バカ野郎!お前の考えを聞きたいんだ
日本のコンサル業界を切り拓いたレジェンド・大前研一氏から直伝で学んだ「探究」の原点
こんにちは、炭谷俊樹(すみ)です。
ポッドキャスト『火がついた日』の最新エピソード、第16回を配信しました。
今回は、私自身の人生に最も大きな影響を与えた恩師であり、日本の経営コンサルティング業界を切り開いたレジェンド・大前研一さん(現・ビジネスブレークスルー大学学長)とのエピソードについてお話ししています。
◆ 「うちに来いよ」の一言で変わった運命 私はもともと物理学者を目指していましたが、大学院時代に自分の実力不足を痛感し、留学にも失敗。夢に挫折し、路頭に迷っていました。 そんな時、様々な業界を見てみようと潜り込んだのが、当時日本では全く無名だった「マッキンゼー・アンド・カンパニー」というコンサルティング会社でのアルバイトでした。 そこで、当時日本支社長だった大前さんとランチをご一緒する機会があり、進路の悩みを打ち明けたところ「だったら、うちに来いよ」と声をかけていただいたのです。その一言が、私の運命を大きく変えることになりました。
◆ 毎週の「KOミーティング」 入社後、最初のプロジェクトでいきなり大前さんが直属の上司となり、毎週ミーティングを行いました。大前さんのイニシャル(Kenichi Ohmae)をとって「KOミーティング」と呼んでいましたが、文字通り毎回「KO(ノックアウト)」される日々でした。
大前さんが怒るのは、私たちが「自分で考えていない時」です。新聞に書いてあるような世間の常識をそのまま資料にして持っていくと、「バカ野郎!」と一喝される。 「俺はな、世の中で言われているようなことを聞きたいんじゃない。お前の考えを聞きたいんだ。人の言うことなんか信じるな、自分で考えろ!」
経営について何も知らなかった20代の若手の時から徹底的に叩き込まれました。
◆ いざという時は「俺がやる」という親分肌 しかし、ただ厳しいだけではありません。「バカ野郎!」と怒った後には、30分近くにわたって「俺はこう思う、ここはこう分析すればいいんだ」と、あふれるようなアイデアと仮説で丁寧にフィードバックをくれました。 また、私がプロジェクトでクライアントと意見が対立し、どうにもならなくなって「助けてください」と泣きついた時は、「わかった、まかせろ」と自ら前に出て、あっという間に問題を解決してくれました。一番大変な時に逃げず、矢面に立って守ってくれる。本当に信頼できる「親分」の背中をそこで見ました。

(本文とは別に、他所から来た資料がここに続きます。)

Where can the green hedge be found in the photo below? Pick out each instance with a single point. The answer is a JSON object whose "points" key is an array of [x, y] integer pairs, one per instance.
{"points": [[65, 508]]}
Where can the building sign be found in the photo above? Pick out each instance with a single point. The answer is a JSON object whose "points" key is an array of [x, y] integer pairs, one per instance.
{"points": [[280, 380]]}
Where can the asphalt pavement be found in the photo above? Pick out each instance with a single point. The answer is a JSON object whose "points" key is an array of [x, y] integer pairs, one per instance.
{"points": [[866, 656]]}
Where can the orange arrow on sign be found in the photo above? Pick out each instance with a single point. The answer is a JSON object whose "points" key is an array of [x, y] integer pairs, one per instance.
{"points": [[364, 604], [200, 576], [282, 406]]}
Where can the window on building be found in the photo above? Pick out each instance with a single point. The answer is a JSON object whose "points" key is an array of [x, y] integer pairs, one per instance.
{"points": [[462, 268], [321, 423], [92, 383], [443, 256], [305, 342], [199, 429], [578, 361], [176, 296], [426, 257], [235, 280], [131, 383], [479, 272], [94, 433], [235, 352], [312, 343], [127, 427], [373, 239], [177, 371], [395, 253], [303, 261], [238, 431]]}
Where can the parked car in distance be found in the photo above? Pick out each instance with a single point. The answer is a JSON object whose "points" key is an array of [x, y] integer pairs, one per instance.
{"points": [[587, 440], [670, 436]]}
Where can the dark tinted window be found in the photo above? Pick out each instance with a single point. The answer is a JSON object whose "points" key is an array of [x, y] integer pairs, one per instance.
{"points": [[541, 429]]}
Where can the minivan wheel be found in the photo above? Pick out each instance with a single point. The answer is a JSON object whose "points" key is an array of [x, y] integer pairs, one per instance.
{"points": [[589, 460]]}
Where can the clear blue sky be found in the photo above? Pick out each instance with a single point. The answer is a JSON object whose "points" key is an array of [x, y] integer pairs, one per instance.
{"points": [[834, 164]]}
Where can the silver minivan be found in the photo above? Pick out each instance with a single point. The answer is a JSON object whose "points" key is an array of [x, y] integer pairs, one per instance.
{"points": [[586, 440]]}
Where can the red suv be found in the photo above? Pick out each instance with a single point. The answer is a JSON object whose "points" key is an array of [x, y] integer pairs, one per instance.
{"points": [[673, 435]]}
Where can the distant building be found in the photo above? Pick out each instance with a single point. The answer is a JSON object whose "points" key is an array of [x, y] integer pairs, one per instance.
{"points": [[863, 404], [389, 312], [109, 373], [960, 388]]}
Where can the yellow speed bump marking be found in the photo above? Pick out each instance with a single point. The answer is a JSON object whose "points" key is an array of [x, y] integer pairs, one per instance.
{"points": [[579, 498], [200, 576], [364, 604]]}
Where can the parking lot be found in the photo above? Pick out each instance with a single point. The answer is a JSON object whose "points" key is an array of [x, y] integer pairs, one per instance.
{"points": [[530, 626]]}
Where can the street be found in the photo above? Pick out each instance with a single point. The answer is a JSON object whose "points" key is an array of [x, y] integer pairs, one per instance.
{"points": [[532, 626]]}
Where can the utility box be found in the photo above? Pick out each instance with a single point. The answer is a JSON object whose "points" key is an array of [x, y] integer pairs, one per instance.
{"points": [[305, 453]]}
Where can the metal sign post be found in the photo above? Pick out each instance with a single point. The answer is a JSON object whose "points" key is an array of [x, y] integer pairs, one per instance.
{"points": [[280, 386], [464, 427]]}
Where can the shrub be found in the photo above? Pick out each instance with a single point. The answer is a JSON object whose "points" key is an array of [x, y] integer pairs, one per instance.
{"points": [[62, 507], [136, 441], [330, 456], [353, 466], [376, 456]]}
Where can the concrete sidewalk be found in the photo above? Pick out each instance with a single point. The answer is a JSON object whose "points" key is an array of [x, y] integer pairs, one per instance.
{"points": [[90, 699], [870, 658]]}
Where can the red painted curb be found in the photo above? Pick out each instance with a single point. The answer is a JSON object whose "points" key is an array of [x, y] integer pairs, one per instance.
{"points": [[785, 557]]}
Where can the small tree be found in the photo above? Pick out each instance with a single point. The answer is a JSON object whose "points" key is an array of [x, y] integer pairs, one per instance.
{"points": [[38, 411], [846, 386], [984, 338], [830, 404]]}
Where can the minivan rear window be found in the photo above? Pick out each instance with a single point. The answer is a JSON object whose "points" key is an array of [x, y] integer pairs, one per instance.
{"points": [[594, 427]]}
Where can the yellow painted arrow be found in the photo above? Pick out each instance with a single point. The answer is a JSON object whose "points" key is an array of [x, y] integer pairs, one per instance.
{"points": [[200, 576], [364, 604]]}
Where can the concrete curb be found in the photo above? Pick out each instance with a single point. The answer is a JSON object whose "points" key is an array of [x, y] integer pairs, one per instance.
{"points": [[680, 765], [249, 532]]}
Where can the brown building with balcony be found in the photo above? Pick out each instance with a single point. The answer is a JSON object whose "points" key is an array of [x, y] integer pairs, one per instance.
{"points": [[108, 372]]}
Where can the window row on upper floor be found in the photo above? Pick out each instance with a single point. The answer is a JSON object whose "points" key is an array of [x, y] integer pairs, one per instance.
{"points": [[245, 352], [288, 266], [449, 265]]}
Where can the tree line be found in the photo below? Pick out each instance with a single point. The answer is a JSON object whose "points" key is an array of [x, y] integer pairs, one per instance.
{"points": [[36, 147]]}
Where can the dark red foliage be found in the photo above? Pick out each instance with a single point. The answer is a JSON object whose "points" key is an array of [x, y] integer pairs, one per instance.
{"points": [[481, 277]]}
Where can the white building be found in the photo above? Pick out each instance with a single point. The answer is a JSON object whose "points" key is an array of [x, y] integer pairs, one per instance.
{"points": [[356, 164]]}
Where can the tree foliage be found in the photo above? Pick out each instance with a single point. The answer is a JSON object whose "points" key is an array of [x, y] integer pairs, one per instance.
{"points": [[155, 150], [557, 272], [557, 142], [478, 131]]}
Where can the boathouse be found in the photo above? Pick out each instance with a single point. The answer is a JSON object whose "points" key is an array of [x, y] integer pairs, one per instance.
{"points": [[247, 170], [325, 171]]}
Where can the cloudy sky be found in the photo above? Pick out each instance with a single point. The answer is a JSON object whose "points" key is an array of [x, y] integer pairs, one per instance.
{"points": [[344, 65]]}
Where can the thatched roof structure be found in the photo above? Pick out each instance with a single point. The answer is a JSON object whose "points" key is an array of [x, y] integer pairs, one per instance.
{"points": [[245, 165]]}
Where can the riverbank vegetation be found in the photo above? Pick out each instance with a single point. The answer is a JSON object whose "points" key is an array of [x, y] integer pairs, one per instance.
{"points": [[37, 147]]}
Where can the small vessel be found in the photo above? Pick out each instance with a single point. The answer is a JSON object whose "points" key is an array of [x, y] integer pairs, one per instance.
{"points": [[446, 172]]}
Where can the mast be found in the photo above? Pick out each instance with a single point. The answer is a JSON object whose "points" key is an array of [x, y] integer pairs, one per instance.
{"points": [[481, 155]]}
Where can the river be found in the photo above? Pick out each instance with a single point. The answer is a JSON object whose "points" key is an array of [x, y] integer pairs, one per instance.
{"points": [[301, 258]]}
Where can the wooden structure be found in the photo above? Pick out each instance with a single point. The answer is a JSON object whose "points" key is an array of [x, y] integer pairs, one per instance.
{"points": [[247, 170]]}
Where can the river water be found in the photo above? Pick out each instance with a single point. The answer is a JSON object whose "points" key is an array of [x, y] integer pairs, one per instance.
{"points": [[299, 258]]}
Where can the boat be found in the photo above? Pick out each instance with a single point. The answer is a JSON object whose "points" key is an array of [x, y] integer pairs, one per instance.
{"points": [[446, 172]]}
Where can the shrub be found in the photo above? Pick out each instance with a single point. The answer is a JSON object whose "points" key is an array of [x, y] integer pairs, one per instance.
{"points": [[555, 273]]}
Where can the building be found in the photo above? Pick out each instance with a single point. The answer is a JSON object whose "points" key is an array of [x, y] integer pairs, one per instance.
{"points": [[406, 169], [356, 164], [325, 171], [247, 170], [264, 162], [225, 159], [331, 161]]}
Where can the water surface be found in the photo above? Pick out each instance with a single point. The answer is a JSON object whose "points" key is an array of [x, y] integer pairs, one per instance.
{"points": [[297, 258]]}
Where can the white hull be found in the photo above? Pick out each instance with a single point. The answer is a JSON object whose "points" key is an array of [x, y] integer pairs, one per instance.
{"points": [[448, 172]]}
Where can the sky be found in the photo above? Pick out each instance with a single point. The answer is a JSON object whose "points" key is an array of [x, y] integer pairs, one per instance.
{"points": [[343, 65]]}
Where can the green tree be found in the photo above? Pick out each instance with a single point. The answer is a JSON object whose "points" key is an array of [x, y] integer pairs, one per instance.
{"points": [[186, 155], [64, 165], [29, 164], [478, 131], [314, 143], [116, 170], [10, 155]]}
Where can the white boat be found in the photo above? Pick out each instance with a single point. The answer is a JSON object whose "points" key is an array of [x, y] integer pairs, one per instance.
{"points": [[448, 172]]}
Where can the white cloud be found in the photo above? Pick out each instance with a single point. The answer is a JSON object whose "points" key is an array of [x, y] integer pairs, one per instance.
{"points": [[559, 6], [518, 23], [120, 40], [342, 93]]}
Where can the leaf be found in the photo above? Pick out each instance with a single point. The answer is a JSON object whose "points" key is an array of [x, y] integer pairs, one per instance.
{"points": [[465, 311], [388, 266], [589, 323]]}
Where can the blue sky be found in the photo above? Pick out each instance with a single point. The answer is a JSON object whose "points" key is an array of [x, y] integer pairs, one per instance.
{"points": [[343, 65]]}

◆ 大前さんから学んだ「探究的な生き方」 世間の正解を疑い、自分で仮説を立て、検証し、バージョンアップしていく。 大前さんから直伝で叩き込まれたこの考え方は、私がその後教育の世界に入り、「探究」という学びを実践していく上での確固たる原点になっています。
AIが瞬時に「一般的な正解」を出してくれるこれからの時代。世間の声に流されず、「自分が主語で考える力」がますます重要になります。 時代を切り開いてきたレジェンドの熱量と、私の人生を変えたエピソードを語りました。